Multivariate and univariate linkage analysis of the six reading-related measures—on a 54-cM region of chromosome 6p (A) and a 137-cM region spanning the whole of chromosome 18 (B)—and comparison of multivariate linkage and use of the first factor from a PCA approach as the phenotypic measure for linkage analysis, on chromosomes 6p (C) and 18 (D). A subset of the markers are shown on the graphs. The significance of the linkage results are reported in all cases as P values. For univariate measures, the P values are empirically derived as described elsewhere (Fisher et al. 2002a); for multivariate and PCA results, the P values are asymptotic, as described in the text.

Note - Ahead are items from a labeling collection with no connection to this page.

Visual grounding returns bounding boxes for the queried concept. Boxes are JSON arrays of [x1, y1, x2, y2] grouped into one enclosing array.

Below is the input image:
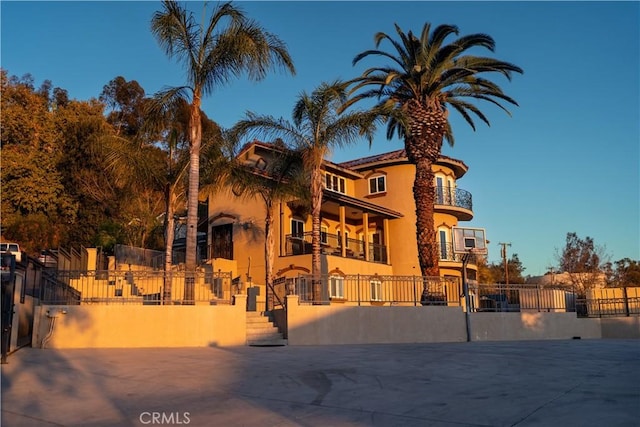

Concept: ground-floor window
[[329, 276, 344, 298], [370, 280, 382, 301]]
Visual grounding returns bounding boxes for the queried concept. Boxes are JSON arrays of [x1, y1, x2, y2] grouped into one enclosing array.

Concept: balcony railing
[[436, 242, 477, 264], [435, 187, 473, 211], [285, 232, 387, 264]]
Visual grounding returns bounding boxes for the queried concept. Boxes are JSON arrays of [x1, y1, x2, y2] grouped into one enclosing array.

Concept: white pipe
[[40, 313, 56, 348]]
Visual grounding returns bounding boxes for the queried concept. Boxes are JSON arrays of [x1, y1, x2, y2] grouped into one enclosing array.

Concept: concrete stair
[[247, 311, 287, 347]]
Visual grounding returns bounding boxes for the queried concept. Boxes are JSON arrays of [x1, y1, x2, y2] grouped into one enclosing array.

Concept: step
[[247, 329, 282, 338], [247, 312, 287, 347], [247, 338, 287, 347]]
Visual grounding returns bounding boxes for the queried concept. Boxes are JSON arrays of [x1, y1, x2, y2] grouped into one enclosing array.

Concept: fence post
[[622, 286, 631, 317], [411, 275, 418, 307]]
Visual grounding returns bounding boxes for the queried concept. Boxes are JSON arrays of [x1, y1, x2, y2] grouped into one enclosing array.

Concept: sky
[[0, 0, 640, 276]]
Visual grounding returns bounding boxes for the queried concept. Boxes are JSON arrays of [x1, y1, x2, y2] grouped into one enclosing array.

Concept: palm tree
[[151, 0, 295, 280], [231, 81, 377, 303], [351, 23, 523, 276], [228, 142, 306, 311]]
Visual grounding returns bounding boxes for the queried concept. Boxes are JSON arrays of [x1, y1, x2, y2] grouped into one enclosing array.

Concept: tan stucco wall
[[469, 313, 602, 341], [32, 296, 247, 348], [287, 296, 466, 345], [207, 191, 268, 288]]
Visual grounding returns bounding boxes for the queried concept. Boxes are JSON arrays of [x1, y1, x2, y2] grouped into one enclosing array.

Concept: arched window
[[438, 226, 453, 260], [369, 175, 387, 194]]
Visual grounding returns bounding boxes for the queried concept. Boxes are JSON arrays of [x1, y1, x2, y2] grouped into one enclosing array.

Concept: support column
[[340, 205, 347, 258], [362, 212, 369, 261]]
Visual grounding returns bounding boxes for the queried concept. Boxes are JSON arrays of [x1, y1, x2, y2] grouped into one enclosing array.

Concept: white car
[[0, 243, 22, 263]]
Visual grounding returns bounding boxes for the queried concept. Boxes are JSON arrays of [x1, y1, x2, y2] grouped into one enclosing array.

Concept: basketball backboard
[[451, 227, 487, 254]]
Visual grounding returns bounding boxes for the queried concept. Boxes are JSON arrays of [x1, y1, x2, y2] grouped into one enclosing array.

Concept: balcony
[[434, 187, 473, 221], [436, 242, 477, 264], [285, 232, 387, 264]]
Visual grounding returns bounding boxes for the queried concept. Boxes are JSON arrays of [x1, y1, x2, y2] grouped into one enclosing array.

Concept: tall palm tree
[[351, 23, 523, 276], [151, 0, 295, 278], [228, 142, 306, 311], [231, 81, 378, 303]]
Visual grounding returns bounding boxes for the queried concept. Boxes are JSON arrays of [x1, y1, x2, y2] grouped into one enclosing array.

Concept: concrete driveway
[[2, 340, 640, 427]]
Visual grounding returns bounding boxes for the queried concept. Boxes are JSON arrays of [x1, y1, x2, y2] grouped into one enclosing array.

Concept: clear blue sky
[[0, 1, 640, 275]]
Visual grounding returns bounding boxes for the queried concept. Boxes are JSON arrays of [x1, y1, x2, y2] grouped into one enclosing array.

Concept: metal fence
[[470, 284, 576, 312], [276, 274, 460, 306], [40, 270, 239, 305], [576, 297, 640, 317]]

We also examined the effect that each of the measures contributed to the multivariate result. Formal assessments of the effect of each trait, considered simultaneously in the context of all other measures (table 1), indicated that all reading- and language-related parameters contributed significantly to the multivariate linkage on chromosomes 6 and 18 at the 5% level. On chromosome 18, even measures that appear unlinked in univariate analyses (e.g., spell and PA) are highly significant in the multivariate analysis, owing to the extent to which the covariance between these measures is linked to this QTL.

Table 1.

Significance of Each Measure with Respect to the Multivariate Linkage on Chromosomes 6 and 18

Model (No. of Parameters)a −2*LLb χ2c dfd Pe
Chromsome 6:
 Full (54) 2,672.130
 Drop OC-irreg (53) 2,681.940 9.81 1 .0002
 Drop PD (53) 2,691.335 19.205 1 .00001
 Drop spell (53) 2,686.122 13.992 1 .0002
 Drop read (53) 2,678.557 6.427 1 .01
 Drop PA (53) 2,687.246 15.116 1 .0001
 Drop OC-choice (53) 2,677.195 5.065 1 .02
Chromosome 18:
 Full (54) 2,671.991
 Drop OC-irreg (53) 2,691.974 19.983 1 .000007
 Drop PD (53) 2,688.087 16.096 1 .00006
 Drop spell (53) 2,686.953 14.962 1 .0001
 Drop read (53) 2,693.516 21.525 1 .000004
 Drop PA (53) 2,679.563 7.572 1 .006
 Drop OC-choice (53) 2,687.486 15.495 1 .00008
Open in a new tab
a

In the full model, there are 54 parameters; these refer to the 21 parameters for both the polygenic and environmental matrices, the 6 parameters for the QTL matrix, and the 6 means. Each model was tested against the full model.

b

The −2*log likelihood for each model.

c

The difference between the two likelihoods (full model vs. model shown).

d

The difference in the number of parameters between the two models.

e

Taken from standard tables.

The effect that IQ has on the multivariate analysis at these two loci was also tested. IQ is modestly phenotypically correlated with the other psychometric measures in this sample (range 0.22–0.38) (Marlow et al. 2001), and, in univariate variance-components analysis, the IQ measure is nonsignificant for the QTLs on chromosomes 6 and 18 (data not shown). Table 2 shows the results of including the IQ measure for each chromosome. Dropping the IQ parameter from the full model does not result in a significant change in the likelihood; thus, modeling of IQ does not improve the fit of the model for either QTL.

Table 2.

Effect of IQ on Multivariate Linkage to Chromosomes 6 and 18, Assessed Using a Likelihood-Ratio Approach[Note]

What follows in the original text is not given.